Last Holy Week, our graduate class in Anthropology embarked on a field methods project to learn how to use some ethnographic tools that were only previously discussed inside the classroom. As the only member of the research team with no social science background, I knew I needed this course so I can start earning my stripes as a novice anthropologist. Ethnographic research, after all, is the core of the anthropological discipline and in any research endeavor; methods used can make or break the entire study.

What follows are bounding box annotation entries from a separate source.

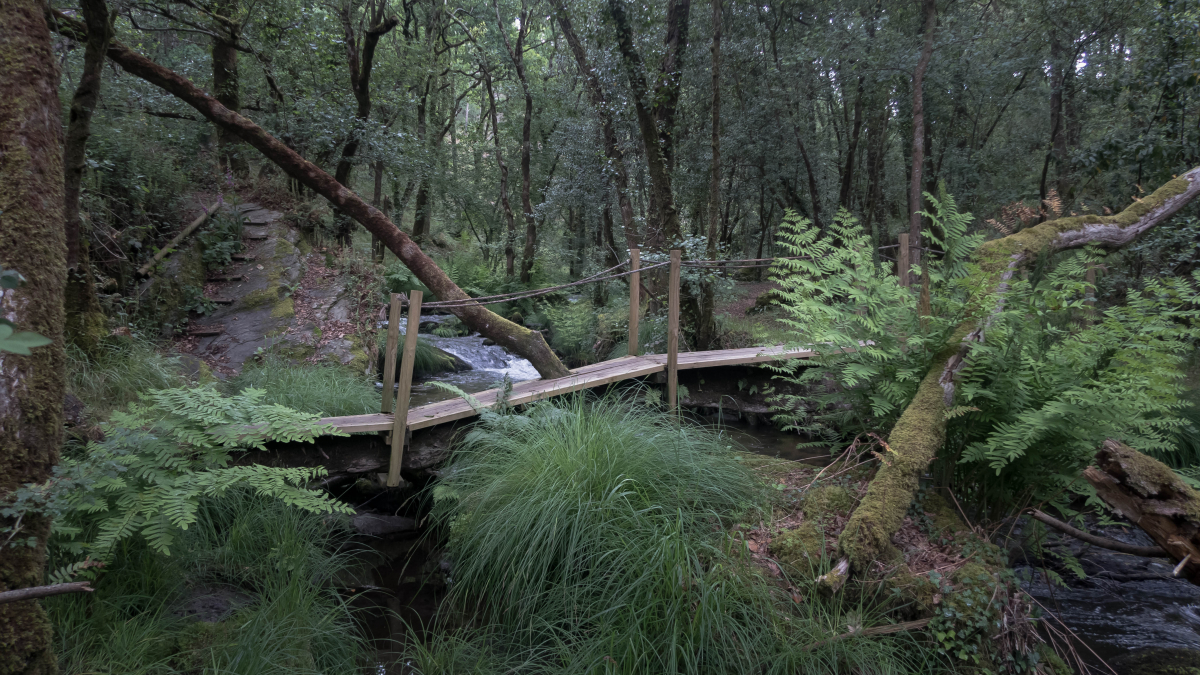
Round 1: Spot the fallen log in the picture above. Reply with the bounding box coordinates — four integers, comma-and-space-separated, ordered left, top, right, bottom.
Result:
1084, 438, 1200, 585
838, 167, 1200, 573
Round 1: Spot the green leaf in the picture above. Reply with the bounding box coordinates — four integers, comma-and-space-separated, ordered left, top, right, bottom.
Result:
0, 322, 53, 357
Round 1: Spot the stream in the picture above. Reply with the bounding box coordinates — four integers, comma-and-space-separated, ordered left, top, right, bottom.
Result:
368, 316, 1200, 675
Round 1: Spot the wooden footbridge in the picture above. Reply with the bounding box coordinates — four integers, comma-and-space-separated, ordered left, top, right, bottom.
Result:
320, 249, 815, 486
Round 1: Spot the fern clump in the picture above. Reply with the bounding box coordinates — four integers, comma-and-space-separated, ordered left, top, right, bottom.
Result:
772, 195, 982, 440
946, 258, 1200, 509
6, 387, 353, 560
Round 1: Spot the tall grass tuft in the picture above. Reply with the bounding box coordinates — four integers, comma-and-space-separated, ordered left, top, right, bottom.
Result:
66, 336, 186, 418
228, 357, 379, 417
46, 491, 370, 675
424, 395, 926, 675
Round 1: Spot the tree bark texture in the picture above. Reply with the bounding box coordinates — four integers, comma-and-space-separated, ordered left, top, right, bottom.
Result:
212, 1, 250, 178
62, 0, 112, 353
45, 11, 569, 378
551, 0, 638, 249
484, 68, 517, 276
908, 0, 937, 283
608, 0, 691, 243
492, 0, 538, 283
838, 167, 1200, 573
0, 0, 67, 675
1084, 438, 1200, 585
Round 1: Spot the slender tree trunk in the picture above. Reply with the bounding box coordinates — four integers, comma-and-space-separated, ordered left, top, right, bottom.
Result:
334, 2, 400, 246
908, 0, 937, 282
53, 11, 570, 378
838, 167, 1200, 574
551, 0, 638, 249
0, 0, 67, 675
696, 0, 732, 350
62, 0, 112, 353
492, 0, 538, 283
838, 76, 864, 209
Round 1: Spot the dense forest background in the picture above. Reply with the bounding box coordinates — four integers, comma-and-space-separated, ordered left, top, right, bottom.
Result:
7, 0, 1200, 675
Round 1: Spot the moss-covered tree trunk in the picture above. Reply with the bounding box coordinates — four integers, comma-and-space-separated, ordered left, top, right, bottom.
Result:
62, 0, 112, 353
0, 0, 67, 675
838, 167, 1200, 573
53, 11, 570, 378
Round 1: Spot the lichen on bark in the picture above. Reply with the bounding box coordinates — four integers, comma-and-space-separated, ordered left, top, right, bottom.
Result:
0, 0, 66, 675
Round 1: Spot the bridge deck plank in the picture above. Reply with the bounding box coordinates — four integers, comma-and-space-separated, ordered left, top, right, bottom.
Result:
320, 347, 814, 432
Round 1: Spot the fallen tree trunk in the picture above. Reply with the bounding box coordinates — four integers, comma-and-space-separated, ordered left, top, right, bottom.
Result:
838, 167, 1200, 573
1030, 509, 1166, 557
48, 10, 570, 380
1084, 438, 1200, 585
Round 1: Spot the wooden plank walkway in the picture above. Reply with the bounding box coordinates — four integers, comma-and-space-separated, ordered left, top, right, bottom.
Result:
320, 347, 815, 432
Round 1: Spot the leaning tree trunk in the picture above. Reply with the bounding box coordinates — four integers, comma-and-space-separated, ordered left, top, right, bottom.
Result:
838, 167, 1200, 573
900, 0, 937, 283
62, 0, 112, 353
0, 0, 67, 675
53, 11, 569, 378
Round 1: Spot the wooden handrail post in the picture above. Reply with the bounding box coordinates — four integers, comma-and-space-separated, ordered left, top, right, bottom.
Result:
1084, 262, 1096, 322
629, 249, 642, 357
388, 291, 424, 488
379, 293, 401, 414
667, 249, 682, 412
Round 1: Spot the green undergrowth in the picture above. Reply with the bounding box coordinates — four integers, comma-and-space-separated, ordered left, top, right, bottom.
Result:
406, 395, 932, 674
227, 357, 379, 417
43, 490, 370, 675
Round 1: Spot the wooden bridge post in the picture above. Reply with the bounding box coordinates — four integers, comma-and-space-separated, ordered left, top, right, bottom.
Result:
629, 249, 642, 357
388, 291, 424, 488
379, 293, 401, 414
667, 249, 680, 412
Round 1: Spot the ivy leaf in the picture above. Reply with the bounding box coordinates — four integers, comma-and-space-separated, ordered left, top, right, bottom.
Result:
0, 322, 53, 357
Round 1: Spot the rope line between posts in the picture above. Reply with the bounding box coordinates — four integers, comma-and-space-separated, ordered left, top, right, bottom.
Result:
424, 245, 921, 309
424, 262, 671, 307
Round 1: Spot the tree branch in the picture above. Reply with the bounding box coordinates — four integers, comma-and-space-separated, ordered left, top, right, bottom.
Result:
1030, 508, 1166, 557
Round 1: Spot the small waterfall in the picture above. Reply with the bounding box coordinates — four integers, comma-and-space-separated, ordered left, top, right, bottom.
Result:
380, 315, 540, 406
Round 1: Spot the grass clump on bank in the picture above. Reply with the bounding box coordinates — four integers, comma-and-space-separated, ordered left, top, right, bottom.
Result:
66, 336, 187, 419
43, 490, 370, 675
410, 395, 931, 675
228, 357, 379, 417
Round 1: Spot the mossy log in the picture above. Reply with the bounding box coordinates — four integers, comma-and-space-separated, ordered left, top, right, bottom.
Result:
1084, 438, 1200, 585
49, 10, 570, 380
838, 167, 1200, 573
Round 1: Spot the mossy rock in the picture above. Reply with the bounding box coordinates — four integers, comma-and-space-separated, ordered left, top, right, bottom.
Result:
768, 521, 826, 572
1110, 647, 1200, 675
800, 485, 856, 518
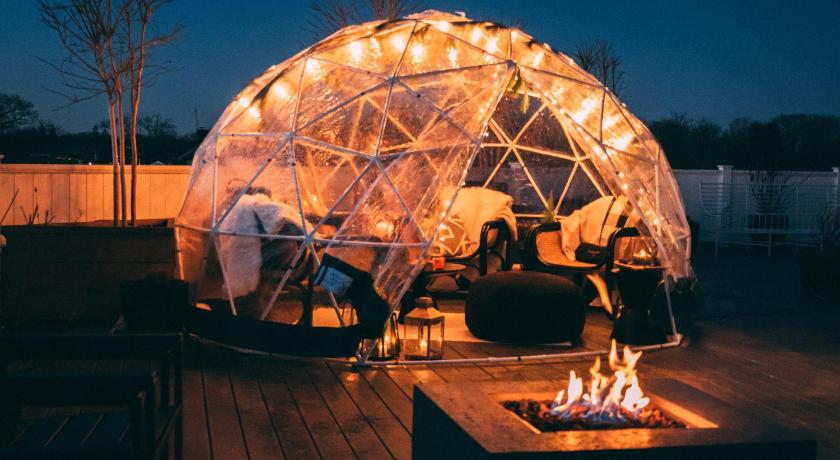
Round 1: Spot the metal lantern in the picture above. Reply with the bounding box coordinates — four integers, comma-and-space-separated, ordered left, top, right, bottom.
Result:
402, 296, 444, 359
359, 313, 400, 361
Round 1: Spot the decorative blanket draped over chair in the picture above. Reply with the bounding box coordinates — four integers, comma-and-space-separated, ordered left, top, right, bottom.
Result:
522, 196, 639, 314
429, 187, 517, 292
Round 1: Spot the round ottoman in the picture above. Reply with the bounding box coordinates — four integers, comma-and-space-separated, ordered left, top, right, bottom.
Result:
464, 271, 586, 343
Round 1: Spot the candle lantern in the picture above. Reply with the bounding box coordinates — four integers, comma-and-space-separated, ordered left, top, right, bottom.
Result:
402, 296, 444, 359
631, 237, 658, 265
359, 313, 400, 361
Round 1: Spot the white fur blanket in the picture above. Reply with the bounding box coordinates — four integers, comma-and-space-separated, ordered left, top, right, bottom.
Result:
560, 195, 636, 260
449, 187, 516, 242
218, 194, 303, 298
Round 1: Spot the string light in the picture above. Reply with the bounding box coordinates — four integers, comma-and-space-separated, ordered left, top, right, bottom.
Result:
435, 21, 452, 32
446, 46, 458, 67
349, 42, 362, 63
470, 27, 481, 45
271, 81, 289, 99
487, 37, 499, 53
534, 51, 545, 67
411, 43, 425, 64
391, 35, 405, 53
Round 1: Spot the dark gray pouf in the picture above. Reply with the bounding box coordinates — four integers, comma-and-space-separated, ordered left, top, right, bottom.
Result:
464, 271, 586, 343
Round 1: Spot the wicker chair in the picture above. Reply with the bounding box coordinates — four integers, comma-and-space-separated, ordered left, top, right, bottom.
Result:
522, 199, 639, 315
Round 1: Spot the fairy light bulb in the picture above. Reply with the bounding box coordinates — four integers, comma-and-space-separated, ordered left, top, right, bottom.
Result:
271, 81, 290, 99
470, 27, 481, 45
534, 51, 545, 67
348, 42, 362, 62
487, 37, 499, 53
411, 43, 426, 64
306, 59, 321, 78
391, 35, 405, 53
446, 46, 458, 67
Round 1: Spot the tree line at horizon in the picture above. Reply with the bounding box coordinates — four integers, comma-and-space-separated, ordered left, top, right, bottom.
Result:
0, 93, 840, 171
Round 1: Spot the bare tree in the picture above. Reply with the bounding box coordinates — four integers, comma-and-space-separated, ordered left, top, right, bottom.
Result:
123, 0, 182, 225
573, 39, 624, 94
38, 0, 181, 225
365, 0, 419, 20
38, 0, 125, 226
308, 0, 420, 35
137, 113, 176, 137
308, 0, 359, 35
0, 93, 38, 134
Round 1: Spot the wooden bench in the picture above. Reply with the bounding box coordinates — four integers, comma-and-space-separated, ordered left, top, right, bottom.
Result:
0, 334, 183, 459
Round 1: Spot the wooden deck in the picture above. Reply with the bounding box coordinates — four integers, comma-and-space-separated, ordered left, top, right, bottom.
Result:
180, 313, 840, 459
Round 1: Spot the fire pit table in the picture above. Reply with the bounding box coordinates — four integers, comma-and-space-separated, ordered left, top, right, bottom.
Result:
412, 379, 816, 460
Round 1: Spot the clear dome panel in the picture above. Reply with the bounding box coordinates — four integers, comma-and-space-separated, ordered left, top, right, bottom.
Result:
314, 22, 414, 76
298, 87, 388, 156
297, 58, 384, 127
397, 24, 501, 75
295, 141, 370, 226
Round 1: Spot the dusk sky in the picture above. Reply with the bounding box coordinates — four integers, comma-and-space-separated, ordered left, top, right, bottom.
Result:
0, 0, 840, 133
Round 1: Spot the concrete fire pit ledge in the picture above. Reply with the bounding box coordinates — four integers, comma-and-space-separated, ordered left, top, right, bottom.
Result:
412, 379, 817, 460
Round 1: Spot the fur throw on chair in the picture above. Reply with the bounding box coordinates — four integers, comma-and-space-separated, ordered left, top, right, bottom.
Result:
218, 193, 303, 298
449, 187, 516, 242
560, 195, 638, 260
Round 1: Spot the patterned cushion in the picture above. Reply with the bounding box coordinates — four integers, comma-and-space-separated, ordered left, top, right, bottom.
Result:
429, 215, 478, 257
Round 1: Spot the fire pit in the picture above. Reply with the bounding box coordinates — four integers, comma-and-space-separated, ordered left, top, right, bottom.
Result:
412, 344, 816, 460
503, 340, 686, 432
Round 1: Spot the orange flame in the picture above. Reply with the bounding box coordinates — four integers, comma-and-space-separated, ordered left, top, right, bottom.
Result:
551, 340, 650, 420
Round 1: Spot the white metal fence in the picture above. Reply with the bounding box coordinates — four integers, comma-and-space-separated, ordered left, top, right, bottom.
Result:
699, 182, 838, 252
0, 164, 840, 253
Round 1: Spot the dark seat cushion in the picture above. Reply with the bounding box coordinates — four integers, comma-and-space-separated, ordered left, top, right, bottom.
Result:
465, 271, 586, 343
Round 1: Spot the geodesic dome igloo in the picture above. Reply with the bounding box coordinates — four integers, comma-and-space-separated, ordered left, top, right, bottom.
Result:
177, 11, 690, 356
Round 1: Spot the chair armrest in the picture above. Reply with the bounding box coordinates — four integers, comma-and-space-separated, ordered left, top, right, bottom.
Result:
446, 218, 511, 276
0, 334, 182, 361
522, 222, 561, 270
0, 334, 183, 414
606, 227, 641, 274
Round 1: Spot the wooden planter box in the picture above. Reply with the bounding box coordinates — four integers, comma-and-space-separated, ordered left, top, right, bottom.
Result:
0, 220, 176, 331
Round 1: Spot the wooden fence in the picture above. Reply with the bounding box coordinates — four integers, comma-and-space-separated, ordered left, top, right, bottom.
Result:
0, 164, 190, 225
0, 164, 840, 240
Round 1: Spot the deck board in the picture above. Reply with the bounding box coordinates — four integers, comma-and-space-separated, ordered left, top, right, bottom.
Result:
280, 362, 356, 458
251, 360, 320, 459
185, 306, 840, 459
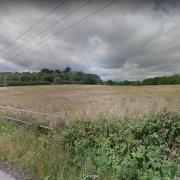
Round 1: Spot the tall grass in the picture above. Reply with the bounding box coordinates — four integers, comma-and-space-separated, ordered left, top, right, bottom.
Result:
0, 112, 180, 180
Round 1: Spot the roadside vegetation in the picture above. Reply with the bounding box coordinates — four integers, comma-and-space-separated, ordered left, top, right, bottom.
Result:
0, 112, 180, 180
0, 67, 180, 86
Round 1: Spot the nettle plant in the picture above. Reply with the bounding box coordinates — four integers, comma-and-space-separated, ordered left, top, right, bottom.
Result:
61, 112, 180, 179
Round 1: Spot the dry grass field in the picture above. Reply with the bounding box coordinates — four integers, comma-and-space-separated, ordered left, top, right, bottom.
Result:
0, 85, 180, 120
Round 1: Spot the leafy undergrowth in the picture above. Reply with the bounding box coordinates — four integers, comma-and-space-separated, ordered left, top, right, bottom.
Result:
0, 112, 180, 180
62, 112, 180, 179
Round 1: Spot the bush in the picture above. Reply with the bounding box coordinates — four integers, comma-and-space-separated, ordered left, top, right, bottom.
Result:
62, 112, 180, 179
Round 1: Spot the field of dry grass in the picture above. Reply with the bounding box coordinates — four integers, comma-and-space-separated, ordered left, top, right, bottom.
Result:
0, 85, 180, 120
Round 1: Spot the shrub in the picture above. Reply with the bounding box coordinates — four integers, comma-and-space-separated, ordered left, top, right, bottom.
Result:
62, 112, 180, 179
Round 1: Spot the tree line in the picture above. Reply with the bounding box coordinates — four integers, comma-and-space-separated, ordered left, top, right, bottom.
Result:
0, 67, 102, 86
106, 74, 180, 86
0, 67, 180, 86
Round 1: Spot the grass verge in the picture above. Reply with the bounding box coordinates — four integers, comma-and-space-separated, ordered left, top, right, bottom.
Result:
0, 112, 180, 180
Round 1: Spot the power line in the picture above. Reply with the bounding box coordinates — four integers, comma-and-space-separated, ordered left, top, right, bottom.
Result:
0, 0, 66, 52
3, 0, 92, 55
5, 0, 119, 60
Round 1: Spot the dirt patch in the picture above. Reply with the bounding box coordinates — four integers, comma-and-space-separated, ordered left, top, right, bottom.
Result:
0, 161, 29, 180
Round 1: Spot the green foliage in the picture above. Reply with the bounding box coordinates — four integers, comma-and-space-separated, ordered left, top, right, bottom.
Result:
0, 67, 100, 86
0, 112, 180, 180
62, 112, 180, 179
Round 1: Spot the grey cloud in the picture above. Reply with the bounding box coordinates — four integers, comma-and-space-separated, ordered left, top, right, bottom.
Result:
0, 0, 180, 80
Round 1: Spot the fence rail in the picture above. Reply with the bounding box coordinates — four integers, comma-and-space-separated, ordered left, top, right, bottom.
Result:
0, 106, 64, 130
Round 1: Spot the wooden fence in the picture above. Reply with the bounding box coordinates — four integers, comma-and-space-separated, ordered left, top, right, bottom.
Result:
0, 106, 64, 130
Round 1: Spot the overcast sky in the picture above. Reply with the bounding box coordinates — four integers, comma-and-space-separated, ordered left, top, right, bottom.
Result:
0, 0, 180, 80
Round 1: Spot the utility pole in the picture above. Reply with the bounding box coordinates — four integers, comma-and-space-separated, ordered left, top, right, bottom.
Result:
4, 75, 7, 87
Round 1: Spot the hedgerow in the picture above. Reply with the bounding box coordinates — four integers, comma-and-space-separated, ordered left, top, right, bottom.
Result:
61, 112, 180, 179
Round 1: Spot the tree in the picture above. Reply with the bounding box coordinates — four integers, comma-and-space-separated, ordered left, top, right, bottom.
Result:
64, 66, 72, 73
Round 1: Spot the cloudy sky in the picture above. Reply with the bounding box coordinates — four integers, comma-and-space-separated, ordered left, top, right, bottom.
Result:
0, 0, 180, 80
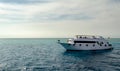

Nevertheless, I brought in my own influences into the field – where my marketing training has honed my sense making in terms of identifying insights– based on consumer behavior (proxemics or participant observation) as well as language and expressions used by customers (content analysis) while my business experience has trained me to recognize opportunities (synthesis) that could leapfrog initiatives while considering the best way to execute for customer acceptance. My entrepreneurial spirit, of course, has shaped my predominantly positive outlook in life where everything is an adventure that can be overcome by determination and hard work. In many ways, I knew I was ready for that field experience in Banton, Romblon during Holy Week despite the challenge to my middle-aged bones trying to keep up with death-defying treks and motorcycle (habal-habal) rides.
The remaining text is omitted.